Satu lagi temuan spektakuler yang baru-baru ini ditemukan di situs Trowulan adalah pondasi batu-bata besar dan panjang di kedalaman 2,5 m, dimana setelah dilakukan penggalian sementara oleh Tim Arkeologi dari balai Pelestarian Peninggalan Purbakala (BP3) Jawa Timur sepanjang lebih kurang 35 m, ternyata masih belum terputus.

Artinya, masih dimungkinkan pondasi tersebut sangat panjang dan perlu dilakukan penggalian seterusnya sampai semuanya dapat diketahui pondasi tersebut bekas bangunan apa. Hal ini sangat penting guna mengetahui secara sempurna atas satu obyek temuan lapisan budaya bangsa yang tak ternilai harganya. Tentunya disamping temuan-temuan lain yang mendahuluinya.

Imajinasi kita telah terbentuk dalam melihat temuan-temuan benda purbakala di situs Trowulan, senantisa tertuju pada keberadaan bangunan kota kerajaan Majapahit pada masa kebesaran dan kejayaannya, sebagaimana diuraikan secara rinci dalam Kakawin Negarakrtagama oleh Rakawi Prapanca pada tahun 1365 M.

Ibukota Majapahit mempunyai tembok keliling dari batu merah yang tebal dan tinggi. Pintu pintu barat bernama Pura Waktra, menghadap ke lapangan luas yangdikelilingi oleh parit. Ditempat itu pula terdapat tempat menunggu para peronda.

Di sebelah utara terdapat gapura, disebelah timur terdapat panggung luhur yang lantainya berlapis batu putih mengkilat. Di sebelah utara dan selatan berderet rumah yang memanjang, sedangkan di sebelah selatan terdapat balai prajurit tempat pertemuan setiap bulan Caitra.

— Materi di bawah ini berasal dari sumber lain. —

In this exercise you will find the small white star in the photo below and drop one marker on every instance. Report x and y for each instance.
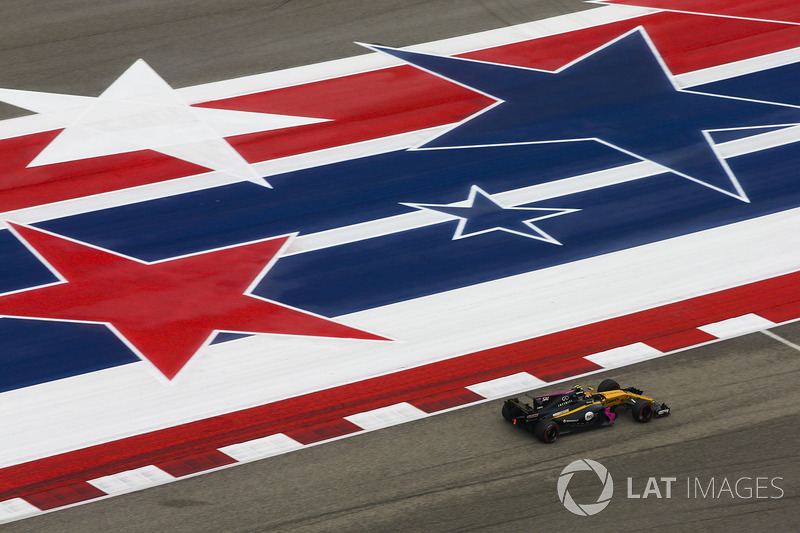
(140, 111)
(483, 214)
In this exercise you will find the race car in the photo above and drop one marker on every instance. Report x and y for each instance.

Halaman istana, di pintu gerbang utama merupakan pemukiman keluarga raja. Disini terdapat bangunan luas yang disebut Manguntur. Ada pula rumah-rumah jaga dari pegawai-pegawai kerajaan yang terletak di lingkungan tembok utama sebelah pintu masuk. Tempat pemukiman pejabat agama adalah paviliun tinggi dengan atap yang bertingkat-tingkat dan kaya akan hiasan.

Balai Agung Manguntur denga Balai Winata di tengah menghadap bangunan watanan. Di sebelah timur ada pahoman, tempat pusat keagamaan, berkelompok tiga-tiga mengitari kuil siwa, sedangkan di selatan ada tempat penjagaan. Demikianlah uraian dalam Negarakrtagama tentang Ibu Kota Kerajaan Majapahit.

Apakah temuan cagar budaya berupa pondasi besar dan panjang di situs Trowulan, yang berjarak kurang lebih 100 M di sebelah selatan kolam Segaran, berorientasi timur-barat, sebagaimana pertama kali dilaporkan oleh Agus Basuki, karyawan PLN Mojokerto dan telah direspon oleh Balai Pelestarian Peninggalan Purbakala (BP3) Jatim secara positif tersebut akan memenuhi unsur-unsur bangunan dalam uraian Negarakrtagama? Apakah pondasi tersebut merupakan pondasi tembok tebal dan tinggi mengelilingi komplek keraton (istana raja)? Ataukah merupakan salah satu bagaian dari bangunan komplek pemukiman Nglinguk? Semua itu perlu pembuktian.

Oleh karenanya adalah menjadi tugas Balai Arkeologi Nasional untuk melakukan penggalian sesuai dengan keharusannya agar dapat diketahui kepastiannya serta kemungkinan-kemungkinan upaya rekonstruksinya. Hal ini tentu sangat diharapkan guna menyingkap misteri kebesaran Majapahit, yang telah menjadi ikon kebesaran sejarah dan budaya bangsa Indonesia.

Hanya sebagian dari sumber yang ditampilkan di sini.